Magazine Julie : hommage à la presse qui prend soin des jeunes filles

Consacré aux jeunes filles âgées d’entre 10 et 14 ans, le magazine Julie a fêté ses 25 ans l’année dernière. On l’a feuilleté ou lu avec assiduité, on y a en tout cas trouvé un espace dont on se souvient avec tendresse. Et puis, alors que les chiffres révèlent un mal-être croissant chez les préadolescentes, on s’est demandé comment ça avait évolué avec #MeToo, Internet, l’époque ?

Le constat est alarmant, les jeunes filles ne vont pas bien : il y a même « urgence » selon cette enquête de Mediapart qui cite une étude de la Dress faisant état de +63% de scarifications ou tentatives de suicide chez les jeunes filles entre 10 et 14 ans. Comment répondre au mal-être des ados ? Leur vulnérabilité est au cœur de l’actualité. Avec l’exposition des abus subis par Judith Godrèche, sous l’emprise du réalisateur Benoît Jacquot, la société est amenée à remettre en question le regard qu’elle porte sur les jeunes filles. 
Sur une note beaucoup plus légère, en début d’année un vent de panique a soufflé dans le monde sucré des TikTokeuses beauté : impossible d’aller à Sephora sans être assaillie par une horde de petites filles de 10 ans qui se battent pour des produits skin care… Mais pourquoi serait-ce si gênant de partager son espace avec des pré-adolescentes ? Certaines ont plutôt été prises de nostalgie en repensant à leurs anciennes virées à Claire’s et à leurs après-midi passées à lire Star Club. Et évoquent des regrets face à ces espaces de liberté pour jeunes filles qui n’existeraient plus aujourd’hui… Vraiment ? La peau (hydratée) de l’ours a peut-être été vendue trop vite…

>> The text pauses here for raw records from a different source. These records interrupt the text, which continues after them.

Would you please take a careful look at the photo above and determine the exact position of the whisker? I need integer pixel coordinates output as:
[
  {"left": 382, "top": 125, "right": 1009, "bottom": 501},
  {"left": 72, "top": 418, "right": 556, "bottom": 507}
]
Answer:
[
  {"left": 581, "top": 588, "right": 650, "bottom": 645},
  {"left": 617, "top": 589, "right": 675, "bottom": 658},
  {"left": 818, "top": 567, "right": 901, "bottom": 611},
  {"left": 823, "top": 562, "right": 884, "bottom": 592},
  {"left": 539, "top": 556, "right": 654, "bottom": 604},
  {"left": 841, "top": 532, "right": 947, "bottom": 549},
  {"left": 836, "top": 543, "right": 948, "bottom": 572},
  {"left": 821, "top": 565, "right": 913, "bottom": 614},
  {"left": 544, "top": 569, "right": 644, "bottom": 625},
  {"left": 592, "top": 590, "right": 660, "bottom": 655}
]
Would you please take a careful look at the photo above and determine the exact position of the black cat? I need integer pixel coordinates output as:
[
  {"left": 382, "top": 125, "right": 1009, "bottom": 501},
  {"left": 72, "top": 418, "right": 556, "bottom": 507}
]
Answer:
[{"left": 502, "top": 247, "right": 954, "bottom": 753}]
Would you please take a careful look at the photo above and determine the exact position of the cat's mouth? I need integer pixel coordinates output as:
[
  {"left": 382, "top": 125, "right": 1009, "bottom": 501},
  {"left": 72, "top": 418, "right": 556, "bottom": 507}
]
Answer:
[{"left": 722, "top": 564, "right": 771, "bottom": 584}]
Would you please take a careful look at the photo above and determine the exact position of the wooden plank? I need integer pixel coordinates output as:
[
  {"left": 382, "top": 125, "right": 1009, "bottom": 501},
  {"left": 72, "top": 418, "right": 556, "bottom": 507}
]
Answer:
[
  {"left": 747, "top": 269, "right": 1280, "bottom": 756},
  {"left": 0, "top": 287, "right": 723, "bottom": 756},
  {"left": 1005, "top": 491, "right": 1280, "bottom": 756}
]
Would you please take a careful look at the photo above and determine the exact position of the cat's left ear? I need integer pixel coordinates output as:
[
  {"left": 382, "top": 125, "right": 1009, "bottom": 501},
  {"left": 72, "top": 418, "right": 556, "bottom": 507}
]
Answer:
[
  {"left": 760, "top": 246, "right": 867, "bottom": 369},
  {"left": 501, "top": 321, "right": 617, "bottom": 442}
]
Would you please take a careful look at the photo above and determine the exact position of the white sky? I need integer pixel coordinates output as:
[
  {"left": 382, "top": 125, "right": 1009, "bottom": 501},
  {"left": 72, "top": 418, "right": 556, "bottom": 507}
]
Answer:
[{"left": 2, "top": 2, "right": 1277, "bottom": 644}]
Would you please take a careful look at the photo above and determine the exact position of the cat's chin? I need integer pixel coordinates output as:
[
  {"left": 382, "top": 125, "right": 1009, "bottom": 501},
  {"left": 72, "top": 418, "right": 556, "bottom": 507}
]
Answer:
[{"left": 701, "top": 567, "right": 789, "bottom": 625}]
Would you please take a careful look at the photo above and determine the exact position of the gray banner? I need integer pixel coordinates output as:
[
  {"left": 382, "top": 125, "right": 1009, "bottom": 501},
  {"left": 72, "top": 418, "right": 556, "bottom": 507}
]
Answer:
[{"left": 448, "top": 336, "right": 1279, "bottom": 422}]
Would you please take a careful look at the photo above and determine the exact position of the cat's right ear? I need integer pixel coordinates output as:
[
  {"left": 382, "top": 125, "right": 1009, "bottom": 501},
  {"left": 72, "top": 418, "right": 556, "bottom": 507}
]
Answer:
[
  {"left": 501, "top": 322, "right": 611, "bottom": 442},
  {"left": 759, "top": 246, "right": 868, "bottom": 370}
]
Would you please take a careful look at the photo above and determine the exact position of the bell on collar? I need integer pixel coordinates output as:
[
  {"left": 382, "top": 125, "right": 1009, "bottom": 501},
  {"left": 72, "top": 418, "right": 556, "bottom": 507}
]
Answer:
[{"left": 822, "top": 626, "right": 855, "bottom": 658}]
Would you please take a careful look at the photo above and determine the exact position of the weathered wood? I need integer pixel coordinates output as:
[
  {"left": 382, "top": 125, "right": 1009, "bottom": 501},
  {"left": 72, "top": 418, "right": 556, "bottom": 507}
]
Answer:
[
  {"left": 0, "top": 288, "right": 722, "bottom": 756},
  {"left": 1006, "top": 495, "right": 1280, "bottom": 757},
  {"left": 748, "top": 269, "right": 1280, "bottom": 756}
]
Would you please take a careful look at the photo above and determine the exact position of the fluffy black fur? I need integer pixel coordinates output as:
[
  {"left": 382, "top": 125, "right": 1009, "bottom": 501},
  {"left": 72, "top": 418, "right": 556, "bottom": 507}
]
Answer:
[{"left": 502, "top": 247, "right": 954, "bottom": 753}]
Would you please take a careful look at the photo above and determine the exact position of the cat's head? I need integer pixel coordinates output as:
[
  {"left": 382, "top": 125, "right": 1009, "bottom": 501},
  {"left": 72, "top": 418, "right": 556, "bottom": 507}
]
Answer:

En 2019, l’ancienne rédac-chef de Sciences et Vie Junior lance le magazine Tchika, le présentant comme le premier magazine « d’empowerment » pour petites filles, en opposition aux autres magazines « plein de rose, de paillettes, parlant surtout de mode et de beauté ». Un beau projet… Et intéressant d’un point de vue marketing, à une époque où l’éducation non-genrée devient à la mode. Mais parler du premier magazine français d’empowerment est un peu rapide quand le magazine Julie existe depuis maintenant 25 ans. Créé par le groupe Milan, le magazine est à mi-chemin entre une version enfantine de Elle et un pendant féminin de magazines comme Astrapi, créé par la presse catholique. 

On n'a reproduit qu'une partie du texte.